The new paper outlines the concept and presents a prototype device, which uses an optomechanical crystal implemented in a piezoelectric material in a way that is compatible with superconducting qubits, quantum analogs of classical bits. Operating the device at the single phonon limit, the scientists were able generate coherent interactions between electrical signals, very high frequency mechanical vibrations, and optical signals.
Although the first prototype of the transducer has not been operated in the quantum realm, that is, in fact, the next step for the research effort. "In this paper, we're characterizing the system using classical electrical and optical signals and find that the essential parameters look very promising," says Bochmann. "In the next step, we would have to actually input quantum signals from the electrical side and then check whether the quantum properties are preserved in the light."

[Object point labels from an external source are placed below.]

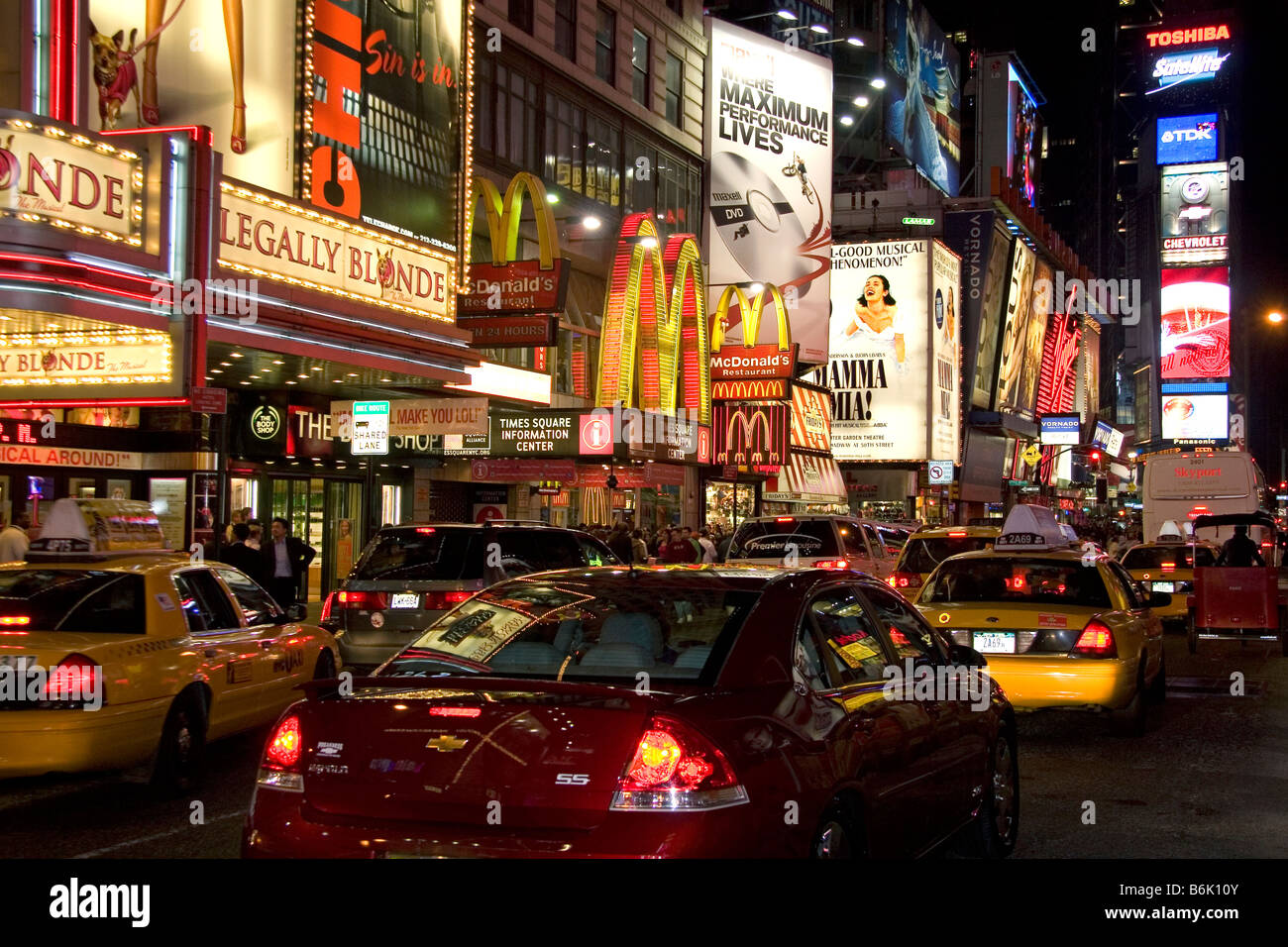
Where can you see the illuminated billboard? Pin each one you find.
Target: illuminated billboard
(923, 93)
(1196, 324)
(769, 145)
(1186, 138)
(1196, 213)
(1196, 416)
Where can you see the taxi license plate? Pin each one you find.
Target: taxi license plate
(995, 642)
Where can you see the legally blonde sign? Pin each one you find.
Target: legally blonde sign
(273, 239)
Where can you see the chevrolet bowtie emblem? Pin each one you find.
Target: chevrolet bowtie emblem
(446, 744)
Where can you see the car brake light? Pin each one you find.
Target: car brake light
(677, 768)
(281, 766)
(73, 680)
(455, 711)
(1096, 641)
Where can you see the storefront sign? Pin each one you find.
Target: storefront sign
(492, 471)
(420, 416)
(273, 239)
(666, 339)
(751, 433)
(85, 359)
(510, 331)
(71, 457)
(69, 180)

According to the authors, their prototype transducer is fully compatible with superconducting quantum circuits and is well suited for cryogenic operation. "The coupled dynamics of the system should be the same at low temperatures as in our room temperature measurements, albeit with a lower thermal background," said co-author Andrew Cleland, a professor of physics and associate director of the California Nanosystems Institute at UCSB. "Genuine quantum features and non-classical mechanical states will emerge when we couple a superconducting qubit to the transducer.
"We believe that combining optomechanics with superconducting quantum devices will enable a new generation of on-chip quantum devices with unique capabilities, as well as opening an exciting pathway for realizing entangled networks of electronic and photonic quantum systems," Cleland said.